Nunca alcancé a imaginar cómo se manejan los negocios en la Argentina, por eso soy taxista. Lo importante de aquella convención, según el barman, era que aparentemente se darían noticias de algunos cambios en la cúpula y se discutiría fuerte, a la hora de repartir tajadas de la torta en la región. Al otro día, leyendo El Atlántico, me enteré de que muchos de los asistentes a la convención del Costa Feliz no eran precisamente caras nuevas y tenían tanto que ver con el turismo como yo con la filatelia: capitalistas de gran calado, siempre listos a presentar ofertas por la construcción de una represa o una autopista, o por la posibilidad de darle un mordisco al becerro de oro de las comunicaciones, la pesca de altura o la adjudicación de territorios en cuyos subsuelos, oh sorpresa, hasta un día antes nadie se había enterado de que hubiera petróleo.

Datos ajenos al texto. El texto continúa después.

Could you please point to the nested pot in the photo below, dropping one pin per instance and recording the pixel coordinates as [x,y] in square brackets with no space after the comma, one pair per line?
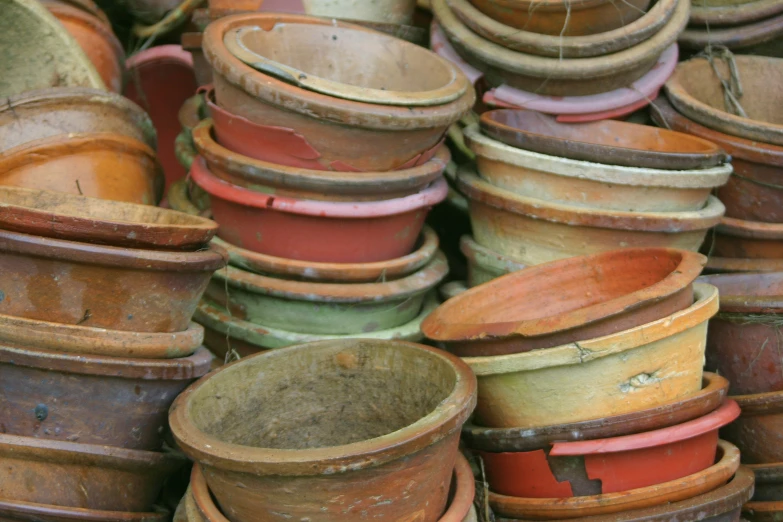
[101,165]
[367,136]
[635,369]
[593,185]
[325,308]
[533,231]
[45,113]
[320,231]
[82,475]
[596,296]
[375,422]
[97,286]
[553,75]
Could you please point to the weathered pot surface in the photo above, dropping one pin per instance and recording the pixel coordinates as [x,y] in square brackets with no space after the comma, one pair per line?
[401,445]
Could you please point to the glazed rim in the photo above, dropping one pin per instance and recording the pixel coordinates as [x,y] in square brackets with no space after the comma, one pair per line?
[326,181]
[485,193]
[313,104]
[408,286]
[446,418]
[428,196]
[489,148]
[450,324]
[583,352]
[495,55]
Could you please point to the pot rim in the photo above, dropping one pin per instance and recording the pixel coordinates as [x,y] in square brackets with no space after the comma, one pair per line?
[441,326]
[438,424]
[313,104]
[476,189]
[583,352]
[492,149]
[216,187]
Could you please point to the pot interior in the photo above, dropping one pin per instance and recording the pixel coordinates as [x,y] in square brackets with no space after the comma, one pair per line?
[322,394]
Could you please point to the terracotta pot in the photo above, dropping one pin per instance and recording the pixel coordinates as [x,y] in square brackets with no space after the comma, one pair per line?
[744,339]
[553,75]
[393,435]
[321,231]
[111,401]
[683,488]
[324,308]
[106,166]
[533,231]
[101,286]
[37,471]
[597,296]
[364,135]
[391,270]
[272,178]
[46,113]
[588,184]
[696,91]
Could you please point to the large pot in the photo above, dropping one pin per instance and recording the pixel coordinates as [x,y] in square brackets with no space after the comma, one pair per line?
[375,423]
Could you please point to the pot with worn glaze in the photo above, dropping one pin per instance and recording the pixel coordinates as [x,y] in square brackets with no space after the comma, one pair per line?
[394,434]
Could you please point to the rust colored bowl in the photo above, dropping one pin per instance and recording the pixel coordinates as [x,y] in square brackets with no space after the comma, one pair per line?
[102,286]
[76,218]
[597,295]
[101,165]
[89,399]
[82,475]
[321,231]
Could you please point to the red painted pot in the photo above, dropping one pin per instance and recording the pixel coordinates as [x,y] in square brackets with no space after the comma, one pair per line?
[319,231]
[594,467]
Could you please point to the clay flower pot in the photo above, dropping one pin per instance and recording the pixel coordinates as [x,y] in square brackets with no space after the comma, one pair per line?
[640,368]
[88,399]
[102,286]
[589,184]
[325,308]
[696,91]
[597,296]
[321,231]
[366,136]
[279,180]
[742,341]
[404,405]
[45,113]
[553,75]
[533,231]
[43,471]
[101,165]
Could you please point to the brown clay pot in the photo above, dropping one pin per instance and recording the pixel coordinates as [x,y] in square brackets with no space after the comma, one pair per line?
[597,296]
[106,166]
[101,286]
[367,136]
[384,440]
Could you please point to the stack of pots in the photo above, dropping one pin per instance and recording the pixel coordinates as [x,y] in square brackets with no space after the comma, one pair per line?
[544,190]
[96,341]
[592,403]
[321,181]
[585,60]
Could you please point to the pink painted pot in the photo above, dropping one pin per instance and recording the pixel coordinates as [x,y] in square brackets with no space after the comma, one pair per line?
[322,231]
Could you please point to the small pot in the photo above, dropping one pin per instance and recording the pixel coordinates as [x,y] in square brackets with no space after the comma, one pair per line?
[533,231]
[115,479]
[88,399]
[325,308]
[588,184]
[101,165]
[597,296]
[370,433]
[98,286]
[696,91]
[307,230]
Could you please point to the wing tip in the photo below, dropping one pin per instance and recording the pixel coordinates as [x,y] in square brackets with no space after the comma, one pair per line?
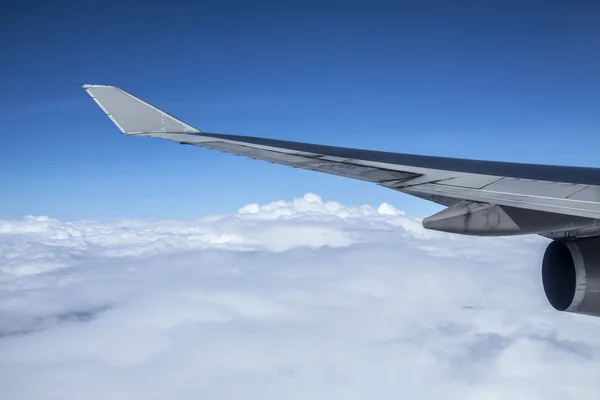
[89,86]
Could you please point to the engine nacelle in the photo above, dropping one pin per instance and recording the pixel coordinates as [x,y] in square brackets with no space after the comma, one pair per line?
[571,275]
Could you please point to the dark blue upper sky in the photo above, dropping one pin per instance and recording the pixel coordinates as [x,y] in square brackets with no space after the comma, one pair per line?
[503,80]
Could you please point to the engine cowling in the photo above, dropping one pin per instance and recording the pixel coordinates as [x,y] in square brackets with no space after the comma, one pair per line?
[571,275]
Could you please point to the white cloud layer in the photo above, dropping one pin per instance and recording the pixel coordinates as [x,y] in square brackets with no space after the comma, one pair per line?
[291,300]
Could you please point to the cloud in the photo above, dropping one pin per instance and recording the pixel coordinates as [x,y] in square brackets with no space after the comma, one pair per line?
[293,299]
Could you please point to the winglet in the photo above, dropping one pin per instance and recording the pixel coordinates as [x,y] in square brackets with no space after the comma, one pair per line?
[133,115]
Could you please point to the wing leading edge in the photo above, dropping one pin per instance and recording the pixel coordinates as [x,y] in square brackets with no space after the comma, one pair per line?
[483,197]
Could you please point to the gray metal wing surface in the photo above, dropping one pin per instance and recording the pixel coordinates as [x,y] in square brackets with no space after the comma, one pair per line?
[485,198]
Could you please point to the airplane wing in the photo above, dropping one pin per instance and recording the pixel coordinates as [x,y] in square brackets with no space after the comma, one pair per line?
[484,198]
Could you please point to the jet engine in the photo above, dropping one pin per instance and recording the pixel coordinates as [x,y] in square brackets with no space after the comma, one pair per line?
[571,275]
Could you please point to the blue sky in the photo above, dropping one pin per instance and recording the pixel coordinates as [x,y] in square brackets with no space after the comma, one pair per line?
[502,80]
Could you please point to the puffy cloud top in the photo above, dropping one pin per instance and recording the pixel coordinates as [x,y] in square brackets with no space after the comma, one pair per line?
[293,299]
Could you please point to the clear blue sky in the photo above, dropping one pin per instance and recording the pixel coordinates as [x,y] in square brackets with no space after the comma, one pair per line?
[502,80]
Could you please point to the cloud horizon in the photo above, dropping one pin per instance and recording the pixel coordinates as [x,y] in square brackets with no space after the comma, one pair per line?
[293,299]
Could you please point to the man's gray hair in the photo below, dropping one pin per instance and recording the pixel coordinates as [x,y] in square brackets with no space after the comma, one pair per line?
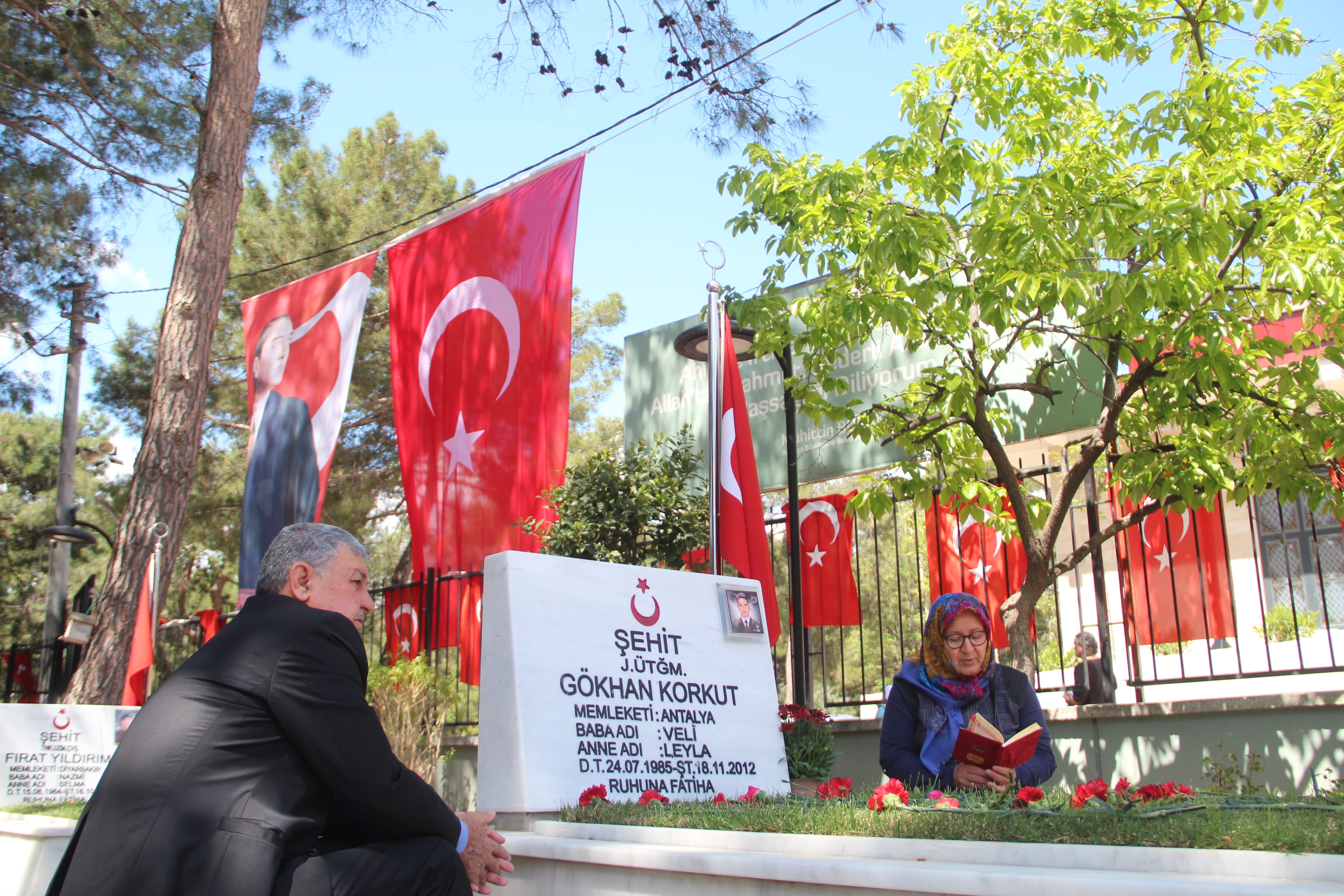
[311,543]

Según mi viejo, cuya vida y muerte me parecen hoy más lejanas y legendarias que las de Belgrano o Butch Cassidy, hubo un tiempo -parece que el de mis abuelos- en el que la gente venía a la Argentina a laburar. Miles de millas de pura agua salada y tiburones, cruzaban, a veces hasta con el riesgo de que algún submarino alemán o aliado los mandara a pique, y en peores condiciones que paraguas o relojes chinos en un container, hacinados en la tercera cuando no colgados de la quilla, todo por llegar a la tierra prometida. Ilusos, sentimentales piojosos a los que alguien engañó con la idea de que la plata se hace trabajando. Desarrapados del alma que después juntaron sus monedas y, en vez de comprarse la casa quinta y la todoterreno, mandaron a estudiar a sus hijos para que fueran doctores. Cualquiera sabe que los pobres se llenan de hijos, y aquellos pobres no fueron la excepción. Cogieron como conejos y curraron como burros para parir universitarios. Fundación mítica de un país que después se iría por las alcantarillas, licuado por fuerzas centrífugas con nombre y apellido, salpicando de doctores y de furibundas melancolías los más apartados rincones del mundo.